Bulk density for typical soils usually varies between
1.5 and 1.6.
• Inches of water per foot of soil is obtained by multiplying the water content by volume by 12 inches per foot. It also can be expressed as inches of water per inch of soil which is equivalent to the water content by volume. By determining this value for each layer of soil, the total water in the soil profile can be estimated.
• Soil water potential describes how tightly the water is held in the soil. Soil tension is another term used to describe soil water potential.
It is an indicator of how hard a plant must work to get water from the soil The drier the soil, the greater the soil water potential and the harder it is to extract water from the soil.
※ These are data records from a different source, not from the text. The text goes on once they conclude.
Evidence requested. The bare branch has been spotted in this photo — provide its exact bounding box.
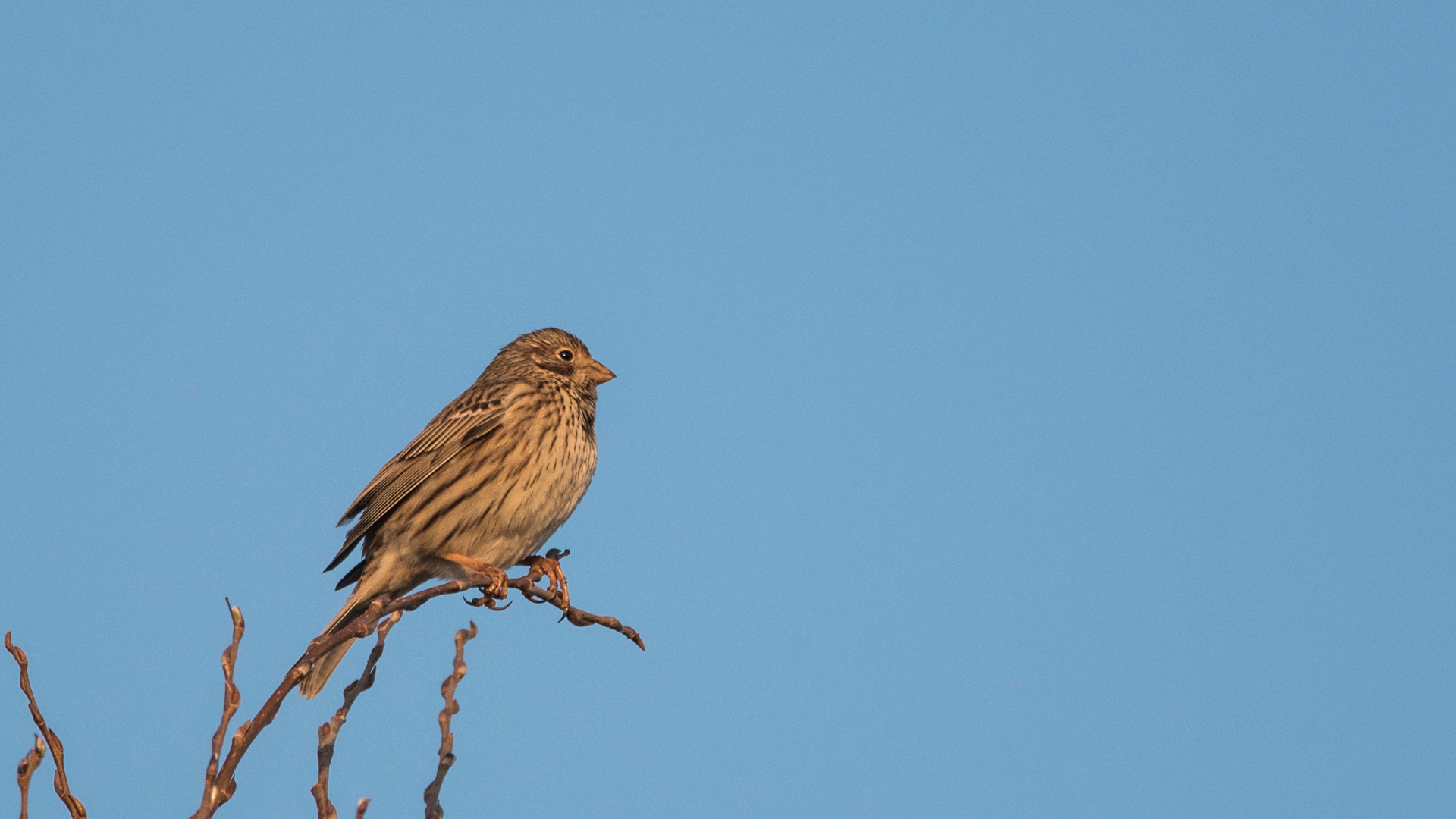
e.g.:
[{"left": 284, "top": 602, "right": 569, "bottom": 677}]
[
  {"left": 202, "top": 598, "right": 247, "bottom": 808},
  {"left": 309, "top": 612, "right": 405, "bottom": 819},
  {"left": 14, "top": 737, "right": 46, "bottom": 819},
  {"left": 190, "top": 559, "right": 646, "bottom": 819},
  {"left": 5, "top": 631, "right": 86, "bottom": 819},
  {"left": 425, "top": 621, "right": 479, "bottom": 819}
]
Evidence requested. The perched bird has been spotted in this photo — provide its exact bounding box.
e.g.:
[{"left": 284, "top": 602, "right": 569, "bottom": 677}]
[{"left": 299, "top": 328, "right": 616, "bottom": 699}]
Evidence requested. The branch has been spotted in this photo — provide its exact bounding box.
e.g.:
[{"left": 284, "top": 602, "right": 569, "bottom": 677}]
[
  {"left": 309, "top": 612, "right": 405, "bottom": 819},
  {"left": 425, "top": 621, "right": 478, "bottom": 819},
  {"left": 14, "top": 737, "right": 46, "bottom": 819},
  {"left": 202, "top": 598, "right": 247, "bottom": 808},
  {"left": 190, "top": 559, "right": 646, "bottom": 819},
  {"left": 5, "top": 631, "right": 86, "bottom": 819},
  {"left": 500, "top": 549, "right": 646, "bottom": 651}
]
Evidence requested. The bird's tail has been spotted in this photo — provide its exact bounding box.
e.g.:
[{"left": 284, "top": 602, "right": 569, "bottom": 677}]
[{"left": 299, "top": 585, "right": 374, "bottom": 699}]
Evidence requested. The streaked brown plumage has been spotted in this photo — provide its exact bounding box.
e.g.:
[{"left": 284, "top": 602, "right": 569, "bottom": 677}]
[{"left": 299, "top": 328, "right": 614, "bottom": 698}]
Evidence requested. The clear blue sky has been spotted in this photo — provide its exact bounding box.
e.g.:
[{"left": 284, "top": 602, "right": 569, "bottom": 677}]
[{"left": 0, "top": 3, "right": 1456, "bottom": 819}]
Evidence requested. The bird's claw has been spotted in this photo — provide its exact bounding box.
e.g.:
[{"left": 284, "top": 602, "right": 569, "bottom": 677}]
[{"left": 516, "top": 549, "right": 571, "bottom": 606}]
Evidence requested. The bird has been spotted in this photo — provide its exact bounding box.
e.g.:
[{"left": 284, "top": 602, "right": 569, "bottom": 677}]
[{"left": 299, "top": 326, "right": 616, "bottom": 699}]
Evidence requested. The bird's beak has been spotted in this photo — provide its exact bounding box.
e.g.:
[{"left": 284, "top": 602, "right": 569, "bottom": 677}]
[{"left": 587, "top": 362, "right": 617, "bottom": 383}]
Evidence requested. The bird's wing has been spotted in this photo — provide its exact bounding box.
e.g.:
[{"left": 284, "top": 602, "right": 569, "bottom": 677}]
[{"left": 325, "top": 397, "right": 505, "bottom": 571}]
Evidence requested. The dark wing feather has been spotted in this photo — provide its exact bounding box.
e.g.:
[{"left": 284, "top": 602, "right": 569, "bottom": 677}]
[{"left": 323, "top": 400, "right": 505, "bottom": 571}]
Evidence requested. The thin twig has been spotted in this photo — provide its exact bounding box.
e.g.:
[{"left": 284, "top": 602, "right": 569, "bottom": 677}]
[
  {"left": 5, "top": 631, "right": 86, "bottom": 819},
  {"left": 425, "top": 621, "right": 478, "bottom": 819},
  {"left": 202, "top": 598, "right": 247, "bottom": 808},
  {"left": 14, "top": 737, "right": 46, "bottom": 819},
  {"left": 309, "top": 612, "right": 405, "bottom": 819},
  {"left": 191, "top": 552, "right": 646, "bottom": 819}
]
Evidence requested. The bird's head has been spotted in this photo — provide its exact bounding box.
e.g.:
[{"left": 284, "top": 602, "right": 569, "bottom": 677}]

To convert from soil water content to soil water potential requires information on soil water versus soil tension that is available for many soils.
• Water in the soil is classed as available or unavailable water.
• Available water is defined as the water held in the soil between field capacity and wilting point (Figure 1).
• Field capacity is the point at which the gravitational or easily drained water has drained from the soil. Traditionally, it has been considered as 1/3 bar tension. However, field capacity for many irrigated soils is approximately 1/10 bar tension.
• Wilting point is the soil moisture content where most plants would experience permanent wilting and is considered to occur at 15 bars tension. Table 1 gives common ranges of available water for soil types.
• Readily available water is that portion of the available water that is relatively easy for a plant to use. It is common to consider about
50% of the available water as readily available water.
• Even though all of the available water can be used by the plant, the closer the soil is to the wilting point, the harder it is for the plant to use the water. Plant stress and yield loss are possible after the readily available water has been depleted.
• Soil Water : Water in the soil resides within soil pores in close association with soil particles. The largest pores transport water to fill smaller pores. After irrigation, the larges pores drain due to gravity and water is held by the attraction of small pores and soil particles. Soil with small pores (clayey soil) will hold more water per unit volume than soil with large pores (sandy soil). After complete wetting and time is allowed for the soil to dewater, the larger pores, a typical soil will hold about 50% of the pore space as water and 50% as air. This is a condition generally called field capacity or the full point.